Epilepsy Sparks Insights episodes are meant for informational purposes only, and not as clinical or medical advice.

  • 00:00 Torie Robinson

    Fellow Homo Sapiens, welcome back to Epilepsy Sparks Insights. Today is part two of two with the fabulous Ben Brinkman: a clinical support scientist (amongst many other things) at the Mayo Clinic, who shares with us his latest in seizure forecasting and remote monitoring technologies, their accuracies and plans, and hopes for the future.
    A quick one, please don't forget to like, comment, and subscribe because your comment and like will help spread awareness and understanding of the epilepsies around the world. Now onto our start of the week, or the past two weeks!

    00:52 Ben Brinkmann

    I’m a Clinical Support Scientist with the epilepsy group at the Mayo Clinic, I do a bit of work with mostly our patients who are going towards surgery - these are the people who medications haven’t worked for.

    01:08 Torie Robinson

    Seizure forecasting is something that is, you know, another passion of yours that you’re very involved with, whether I understand charities, as well as for-profit organisations, and getting everybody together to contribute. Can you just give us a quick insight into what you're doing there, please?

    01:22 Ben Brinkmann

    You know, one of the things about epilepsy that really makes it a challenge is, of course, people have seizures rarely. It's really difficult to have someone in the office have their seizure so you can observe it. And typically we bring people into the hospital and it's not much fun. They're stuck there for a week or however long. So, I've been really interested in these remote monitoring technologies; whether it’s EEG, whether it's wearable devices. And I think there's an immense amount of promise there. We've done quite a bit of research with non-invasive wearables. There are new devices: the subcutaneous EEG devices. It's just a small electrode that goes under the skin, over the skull, very, very safe to implant. And it's like having a very limited coverage scalp EEG system in place for, you know, a year - you can monitor someone for a year! And you can get someone who has five seizures a year; you can capture all their seizures. And then that information is so incredibly valuable. The other thing, of course, as you mentioned, that's all build up to your question(!), seizure forecasting!

    02:34 Ben Brinkmann

    We found over the years - through a couple of research systems and a company that nearly made it in the United States - but it was a startup company and they just couldn't get through the regulatory process. But these sorts of ambulatory recorders with invasive electrodes: we've been able to record people's seizures over, as I described, a year, or maybe more. And we found that with that kind of long-term data, you can start running machine learning, AI models on the data, pull out different characteristics of the data. And what we find is that there are very, very subtle changes to the EEG before seizures. And, different groups have studied it differently, but, you know, we think 60 to 90 minutes is probably a good timeframe before a seizure to look. Everybody's a little bit different, and it depends on the person. But, you know, looking at those changes before a seizure: you're able to make a forecast of a seizure. You're able to forecast people's seizures. It's a bit like forecasting the weather! Sometimes you get it wrong. Sometimes you rain. You know, the weatherman says it's going to be sunny and it rains! But you're right more often than you're wrong. So that tells us there's a signal there. It isn't perfect. If we keep working, we'll continue to make it better and better.
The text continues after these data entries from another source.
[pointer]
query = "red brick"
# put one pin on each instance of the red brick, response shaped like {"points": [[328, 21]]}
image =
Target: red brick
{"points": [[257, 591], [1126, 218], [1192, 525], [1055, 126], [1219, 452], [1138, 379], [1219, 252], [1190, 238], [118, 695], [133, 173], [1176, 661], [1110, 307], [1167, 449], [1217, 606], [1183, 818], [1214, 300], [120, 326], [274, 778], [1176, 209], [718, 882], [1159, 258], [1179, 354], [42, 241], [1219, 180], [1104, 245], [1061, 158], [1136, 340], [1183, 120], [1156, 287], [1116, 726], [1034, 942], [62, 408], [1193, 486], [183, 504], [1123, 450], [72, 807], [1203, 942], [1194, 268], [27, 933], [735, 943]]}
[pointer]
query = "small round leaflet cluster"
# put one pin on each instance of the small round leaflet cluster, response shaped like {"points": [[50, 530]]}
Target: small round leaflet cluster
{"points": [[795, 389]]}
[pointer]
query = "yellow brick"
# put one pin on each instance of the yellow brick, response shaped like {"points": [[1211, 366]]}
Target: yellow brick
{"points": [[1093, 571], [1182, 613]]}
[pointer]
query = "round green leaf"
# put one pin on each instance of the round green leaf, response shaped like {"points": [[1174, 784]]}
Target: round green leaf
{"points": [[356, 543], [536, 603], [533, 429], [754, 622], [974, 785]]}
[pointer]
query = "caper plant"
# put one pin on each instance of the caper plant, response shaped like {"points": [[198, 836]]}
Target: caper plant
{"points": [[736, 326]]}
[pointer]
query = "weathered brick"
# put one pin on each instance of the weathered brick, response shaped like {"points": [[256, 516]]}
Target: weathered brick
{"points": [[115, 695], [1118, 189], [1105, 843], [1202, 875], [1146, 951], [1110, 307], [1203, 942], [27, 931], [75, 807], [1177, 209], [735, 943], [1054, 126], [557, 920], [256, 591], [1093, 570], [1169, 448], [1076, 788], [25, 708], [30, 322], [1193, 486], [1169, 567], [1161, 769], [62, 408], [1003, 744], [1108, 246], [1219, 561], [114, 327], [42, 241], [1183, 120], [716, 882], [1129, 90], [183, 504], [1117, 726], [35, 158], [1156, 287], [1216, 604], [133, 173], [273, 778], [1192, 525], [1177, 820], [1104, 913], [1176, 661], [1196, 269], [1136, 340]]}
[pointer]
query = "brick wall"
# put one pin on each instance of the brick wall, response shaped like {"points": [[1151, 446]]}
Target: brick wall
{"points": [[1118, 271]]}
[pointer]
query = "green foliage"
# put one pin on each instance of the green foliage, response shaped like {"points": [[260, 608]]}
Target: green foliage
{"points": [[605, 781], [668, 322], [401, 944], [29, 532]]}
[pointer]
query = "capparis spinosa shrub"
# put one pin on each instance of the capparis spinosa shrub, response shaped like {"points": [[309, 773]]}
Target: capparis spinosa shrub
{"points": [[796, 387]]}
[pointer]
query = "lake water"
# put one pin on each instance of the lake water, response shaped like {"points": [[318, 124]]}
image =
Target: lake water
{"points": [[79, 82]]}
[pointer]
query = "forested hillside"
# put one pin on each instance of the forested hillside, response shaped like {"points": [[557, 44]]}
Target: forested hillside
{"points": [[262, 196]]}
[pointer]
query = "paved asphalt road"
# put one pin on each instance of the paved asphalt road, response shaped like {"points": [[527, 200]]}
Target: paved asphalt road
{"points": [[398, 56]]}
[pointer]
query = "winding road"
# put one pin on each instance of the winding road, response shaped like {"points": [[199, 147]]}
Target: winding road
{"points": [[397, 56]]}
    So we've extended that work to…we're working with subscalp EEG now. We've got some evidence that we can do seizure forecasting with subscalp EEG. And we were able to do a bit of seizure forecasting with the wearables. We think we need to do much more work there to make it more accurate so people, you know, it's clear there's a signal, but that can still mean that if we tried to launch a system, it would be frustrating for people ‘cause we’d be missing seizures and they'd be getting false alarms. We're still better than random, so we do think this is worth pursuing and we are pursuing it.

    04:38 Torie Robinson

    And what sort of timescale are we looking at? Do you reckon, I mean, it's probably a really awful question, but would you foresee in the next five years, for instance, where the algorithms are going to be much cooler and we're just going to really see, we're going to be able to predict seizures more accurately, do you think?

    04:56 Ben Brinkmann

    Absolutely. It's a great question. Our data suggests that maybe on average about 30 minutes of warning we'll be able to give people. And of course that's really important because that's enough time to take perhaps a medication. If you've got a VNS or a you know a DBS system you might be able to swipe a magnet increase your stimulation. Maybe you could prevent the seizure. Certainly enough time to call someone you love and say hey can you just stay with me make sure I'm okay…

    05:23 Torie Robinson

    Or if you're at work for instance, you say, oh, oh god, this is, this is going to happen. All right, cool: I'll go and, you know, the medical room or whatever, or I'll tell my colleagues where I'm going to go, what's going to happen, why I'm not going to be there, da, da, dah. And yeah, gosh, that could be horrifically empowering.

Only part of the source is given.